Esasen Kur’an kıssalarında isimler mekânlar ve zaman unsuru ele alınan ve üzerinde durulan öncelikli konular olmasa da Kur’an, zaman zaman açık bir şekilde bir takım şahıs ve yer isimlerinden bahsetmektedir. Kimi zaman da isim vermeden olayın kahramanlarının isimleri, geçtiği yer ve zaman hakkında bir takım genel bilgiler vermektedir. Eğer kıssalarla ilgili bu detaylar hakkında bir takım sahih bilgiler varsa bunlardan istifade etmek, anlatılan olayların ve verilmek istenilen mesajın daha iyi kavranması noktasında önemlidir.
Kârûn’un kişiliği ve kimliği hakkında Kur’an’a müracaat edildiğinde isminin muhtelif surelerde açıkça zikredildiği görülmektedir. Kur’an onun geçmişte iman-küfür mücadelesinde Hz. Musa’nın safında, müminler arasında yer aldığını belirtmektedir. Ancak tabi tutulduğu imtihanı gurur ve kibir, dünyevileşme, fitneci ve fesatçı olma, nankörlük, ihanet, kendini beğenme gibi bir insanda var olan karakter zafiyetinin tezahürü olan bu davranışları nedeniyle kaybederek saf değiştirmiştir. Hz. Musa’yı yalanlayıp Firavun’un tarafına geçerek kâfir olmuş kendisine kavmi tarafından yapılan uyarılara ve hatırlatmalara kulak asmamış ve hidayet yolunu seçmemiştir. Sonunda da bütün saltanatı ile birlikte yerin dibine geçirilmiş ve helak olmuştur.

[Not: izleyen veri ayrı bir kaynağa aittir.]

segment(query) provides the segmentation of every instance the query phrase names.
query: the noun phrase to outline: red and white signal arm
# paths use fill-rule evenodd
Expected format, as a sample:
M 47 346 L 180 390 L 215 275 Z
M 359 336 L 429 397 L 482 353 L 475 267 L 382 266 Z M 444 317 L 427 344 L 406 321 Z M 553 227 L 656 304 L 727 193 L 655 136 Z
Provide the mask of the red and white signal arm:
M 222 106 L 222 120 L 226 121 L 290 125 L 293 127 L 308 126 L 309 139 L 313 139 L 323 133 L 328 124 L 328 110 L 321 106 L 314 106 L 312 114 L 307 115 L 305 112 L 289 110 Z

İslami kaynaklara göre Kârûn, Hz. Musa’nın amcasının oğlu olup İsrailoğulları arasında Hz. Musa ve Harun’dan sonra Tevrat’ı en güzel okuyan kimseydi. Yüzünün güzelliğinden dolayı kendisine “münevver” denilen salih bir kimseydi. Hz. Musa’dan kimya ilmini öğrenmişti. Ancak Samirî gibi o da yoldan çıkmış, haddi aşması ve azgınlığı nedeniyle helak olmuştur.

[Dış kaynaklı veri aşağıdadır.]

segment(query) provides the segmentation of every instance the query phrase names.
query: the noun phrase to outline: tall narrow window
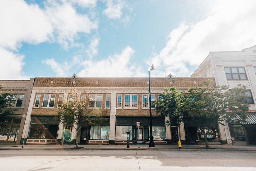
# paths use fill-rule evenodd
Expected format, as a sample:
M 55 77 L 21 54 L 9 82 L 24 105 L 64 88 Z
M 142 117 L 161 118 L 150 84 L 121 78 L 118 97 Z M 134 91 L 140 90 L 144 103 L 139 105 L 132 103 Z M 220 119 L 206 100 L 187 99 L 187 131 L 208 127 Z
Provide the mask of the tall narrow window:
M 35 102 L 35 107 L 38 108 L 39 105 L 39 102 L 40 101 L 40 98 L 41 97 L 41 94 L 37 94 L 36 97 L 36 102 Z
M 125 96 L 124 103 L 125 108 L 137 108 L 137 95 L 126 94 Z
M 142 107 L 148 107 L 148 95 L 142 95 Z
M 90 94 L 89 107 L 101 108 L 102 105 L 102 94 Z
M 90 95 L 90 100 L 89 107 L 90 108 L 94 108 L 95 104 L 95 94 Z
M 124 100 L 124 107 L 130 107 L 130 95 L 125 95 Z
M 96 107 L 101 108 L 102 105 L 102 95 L 97 94 L 96 101 Z
M 24 94 L 19 94 L 19 98 L 17 100 L 17 102 L 16 103 L 16 107 L 20 107 L 21 106 L 24 98 Z
M 106 95 L 106 108 L 110 107 L 110 94 Z
M 64 94 L 59 94 L 59 99 L 58 101 L 58 105 L 57 107 L 59 108 L 62 105 L 62 102 L 63 101 L 63 97 Z
M 42 107 L 53 108 L 54 106 L 55 94 L 45 94 L 44 96 Z
M 10 101 L 8 102 L 9 106 L 14 106 L 15 102 L 16 101 L 16 94 L 12 94 L 6 97 L 6 99 L 10 100 Z
M 82 94 L 81 96 L 81 102 L 84 104 L 85 104 L 85 100 L 86 99 L 86 94 Z
M 117 95 L 117 107 L 122 108 L 122 95 L 121 94 Z
M 247 79 L 244 67 L 225 67 L 224 69 L 227 79 Z
M 150 96 L 150 97 L 151 97 L 150 101 L 151 102 L 151 108 L 155 108 L 155 105 L 153 104 L 155 102 L 155 95 L 151 94 L 151 95 Z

Hz. Musa’ya zekât emri geldiğinde Kârûn’un bu emre itaat etmesini ve belirttiği ölçülerde zekât vermesini istemiş bunu çok bulan Kârûn kavminden bazılarını ayartarak ve fitne çıkartarak Hz. Musa’ya karşı bir takım iftiralar tertip etmiş ve sonunda da helak edilmiştir.
Kur’an’da olayın anlatılış şekline bakılırsa Kârûn, Hz. Musa tarafından yerine getirmesi istenilen bir takım mali yükümlülükleri yerine getirmemiş, mal hırsı ve zenginliğin verdiği şımarık ve kendini beğenmişlik hastalığı nedeniyle peygamberin emirlerine karşı çıkarak yaşadığı toplumda fitne ve fesadın yayılmasında öncülük eden bir kişiye dönüşmüştür.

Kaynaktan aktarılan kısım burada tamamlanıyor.